Unit - 4
Multiprocessors and multi-computers
A multiprocessor is a computer system that has two or more central processing units (CPUs) that all have full access to the same RAM. The primary goal of using a multiprocessor is to increase the system's execution speed, with fault tolerance and application matching as secondary goals.
Multiprocessors are divided into two types: shared memory multiprocessors and distributed memory multiprocessors. Each CPU in a shared memory multiprocessor shares the common memory, but each CPU in a distributed memory multiprocessor has its own private memory.
Fig 1: Multiprocessors
Application
● As a single-instruction, single-data-stream uniprocessor (SISD).
● Single instruction, multiple data stream (SIMD) multiprocessors are commonly employed for vector processing.

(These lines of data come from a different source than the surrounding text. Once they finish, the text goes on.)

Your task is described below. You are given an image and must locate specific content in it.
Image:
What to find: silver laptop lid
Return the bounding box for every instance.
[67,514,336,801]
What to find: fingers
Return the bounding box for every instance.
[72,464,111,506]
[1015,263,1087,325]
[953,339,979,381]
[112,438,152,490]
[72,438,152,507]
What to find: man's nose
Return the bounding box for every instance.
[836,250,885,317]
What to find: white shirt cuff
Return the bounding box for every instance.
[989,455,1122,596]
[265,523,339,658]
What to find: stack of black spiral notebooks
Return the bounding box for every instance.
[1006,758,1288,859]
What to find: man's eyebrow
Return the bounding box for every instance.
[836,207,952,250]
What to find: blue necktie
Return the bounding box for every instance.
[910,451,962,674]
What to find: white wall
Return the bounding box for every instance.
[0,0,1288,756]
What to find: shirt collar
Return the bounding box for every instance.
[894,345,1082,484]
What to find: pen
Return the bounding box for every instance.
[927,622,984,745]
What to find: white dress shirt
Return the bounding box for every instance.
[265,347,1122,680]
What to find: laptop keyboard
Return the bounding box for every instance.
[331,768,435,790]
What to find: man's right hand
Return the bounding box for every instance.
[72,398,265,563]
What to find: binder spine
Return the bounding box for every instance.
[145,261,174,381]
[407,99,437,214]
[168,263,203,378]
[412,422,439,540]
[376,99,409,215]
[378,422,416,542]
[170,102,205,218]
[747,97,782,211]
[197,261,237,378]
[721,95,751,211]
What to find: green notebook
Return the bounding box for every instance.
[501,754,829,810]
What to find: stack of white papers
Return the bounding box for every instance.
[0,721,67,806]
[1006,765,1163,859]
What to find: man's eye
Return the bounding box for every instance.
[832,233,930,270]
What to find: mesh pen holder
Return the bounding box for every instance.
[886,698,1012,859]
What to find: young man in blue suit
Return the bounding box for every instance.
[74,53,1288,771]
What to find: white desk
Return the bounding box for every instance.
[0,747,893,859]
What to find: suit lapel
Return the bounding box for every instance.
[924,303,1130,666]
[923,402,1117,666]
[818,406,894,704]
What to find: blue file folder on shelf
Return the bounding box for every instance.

● Multiple sequence of instructions in a single view, such as multiple instruction, single data stream (MISD), is a term used to describe hyper-threading or pipelined processors.
● Several, individual series of instructions in multiple viewpoints, such as multiple instruction, multiple data stream, are executed within a single system (MIMD).
Advantages of using multiprocessors
● Performance has improved.
● There are numerous applications.
● Within an application, multitasking is possible.
● High throughput and quick response.
● CPUs can share hardware.
Multi-computers
A multicomputer system is a computer having several processors that work together to solve a problem. Each CPU has its own memory, which it can access, and the processors can communicate with one another over an interconnection network.
Fig 2: Multi-computers
Because the multicomputer allows messages to move between the processors, the task can be divided among the processors to be completed. As a result, a distributed computing system can be implemented using a multicomputer. A multicomputer is more cost-effective and easy to construct than a multiprocessor.
Difference between multiprocessors and multi-computers
● A multiprocessor is a computer that has two or more central processing units (CPUs) that can execute numerous tasks, whereas a multicomputer is a computer that has several processors connected via an interconnection network to conduct a calculation task.
● A multiprocessor system is a single computer with many CPUs, whereas a multicomputer system is a collection of computers that work together as one.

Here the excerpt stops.